The opposition New Democratic Party (NDP) said Monday that it is important that there be a thorough, but speedy investigation into the case in which one of its spokespersons has been accused of having sex with an underage girl.
Igal Adams, host of New Times, the NDP’s daytime programme, was arrested on Friday as police investigated a report by the mother of a 14-year-old girl that he had had sex with her at least twice since 2011, when the girl was just 11.
The age of consent in St. Vincent and the Grenadines is 15.
Adams was released on Saturday without charge, and said on Monday that he is innocent of the accusation, but will step aside on a matter of principle, until the matter is disposed of.
Speaking on New Times on Monday, President of the NDP and Leader of the Opposition, Arnhim Eustace, said that it is important that the investigation be swift and thorough “as the continuation of any unnecessary lingering air of suspicion will do no justice to any of the parties involved.
“Mr. Adams has declared his intention to vigorously fight to clear his name, and we understand and appreciate that he will dedicate his time and his efforts in that regard in the coming period,” Eustace said on New Times, which was hosted, as usual on Mondays, by Bert Francois.
The NDP leader’s comments came moments after Adams announced on the programme his decision to take a hiatus.
“We make no judgement on Mr Adams’ guilt — indeed, at this time there is not even a charge laid against him. He is entitled to the presumption of innocence, until a charge is laid against him and it is heard in court,” Eustace said.
He said allegations like those against Adams “are always traumatic”.
“The alleged victim suffers the pain, fear, shame and trauma associated with the alleged event and its aftermath. Families are affected. Those accused have their lives disrupted until the allegations can be fairly dealt with in a court of law,” he said.
He said the accusation against Adams is a very serious issue that demands “a commensurate response from all concerned that is just, fair and impartial”.
Eustace said that it is in this context that he was commenting on “the larger matter here: the fundamental question about the fairness and impartiality of the justice system in this country.”
He noted that a few weeks ago in Brooklyn, New York, Vincentian citizen Miranda Wood, stood up in a town hall meeting and, in front of dozens of witnesses, accused Dr Ralph Gonsalves of sexually assaulting her when she was a minor.
“Miss Wood’s allegation of sexual assault is only the most recent of several allegations of sexual assault and rape that have been publicly made against Dr. Gonsalves,” Eustace said.
He noted that in 2008 a female police officer on security detail at the prime minister’s official residence alleged that sexually assaulted her on the compound one early morning.
Eustace further mentioned a similar allegation made by a Canadian human rights lawyer, who alleged that Gonsalves sexually assaulted her in January 2003 at the Office of the Prime Minister, which she was visiting on business.

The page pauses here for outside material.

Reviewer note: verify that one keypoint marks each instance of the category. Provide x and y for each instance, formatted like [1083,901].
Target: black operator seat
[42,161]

“It is a matter of public record that the latter two allegations were actually filed as court cases by the alleged victims. And it is also a matter of public record that these cases were quickly dismissed by this country’s Director of Public Prosecutions, before they could actually be heard in a court of law.
“It is also a matter of public record that, despite the fact that there is no statute of limitations on rape or sexual assault in SVG, Dr. Gonsalves was never, at any time, ever requested or required by the police to present himself for questioning.
“Indeed, at the time, Dr. Gonsalves was the minister with responsibility for the entire apparatus of the police, national security and justice — and was therefore in a situation of a pure conflict of interest, from which he ought to have stepped aside. Any decent leadership, concerned with justice, fair play and impartiality, would have demanded nothing less,” Eustace said.
In the case brought against Gonsalves, the Director of Public Prosecution took over and discontinued the private criminal complaints, citing a lack of evidence. His decision was upheld on appeal.
Gonsalves has maintained his innocence, saying that he gave the police officer “a reassuring kiss”.
Eustace noted that in relation to the allegations against Gonsalves,
lawyer and political activist Jomo Thomas, who is now the Speaker of the House of Assembly, is on record as saying that, if he — Jomo Thomas — or anyone else had been accused of sexual assault, the police would have taken him away.
The opposition leader also pointed out that Thomas has wondered out loud if justice has two faces in St. Vincent and the Grenadines.
Eustace said that if an “ordinary” Vincentian had been accused as Gonsalves was, the matter would have been followed up by the police, and that Vincentian might very well have been taken into police custody.
“The lesson for all of us in these matters, is that justice must not only be done — but be seen to be done — no matter who is involved.
“We, therefore, must use this latest development to open up a fresh debate about the dispensation of justice in St Vincent and the Grenadines, and what is seen by many ordinary Vincentians as the corruption of the system by undue political interference,” Eustace said.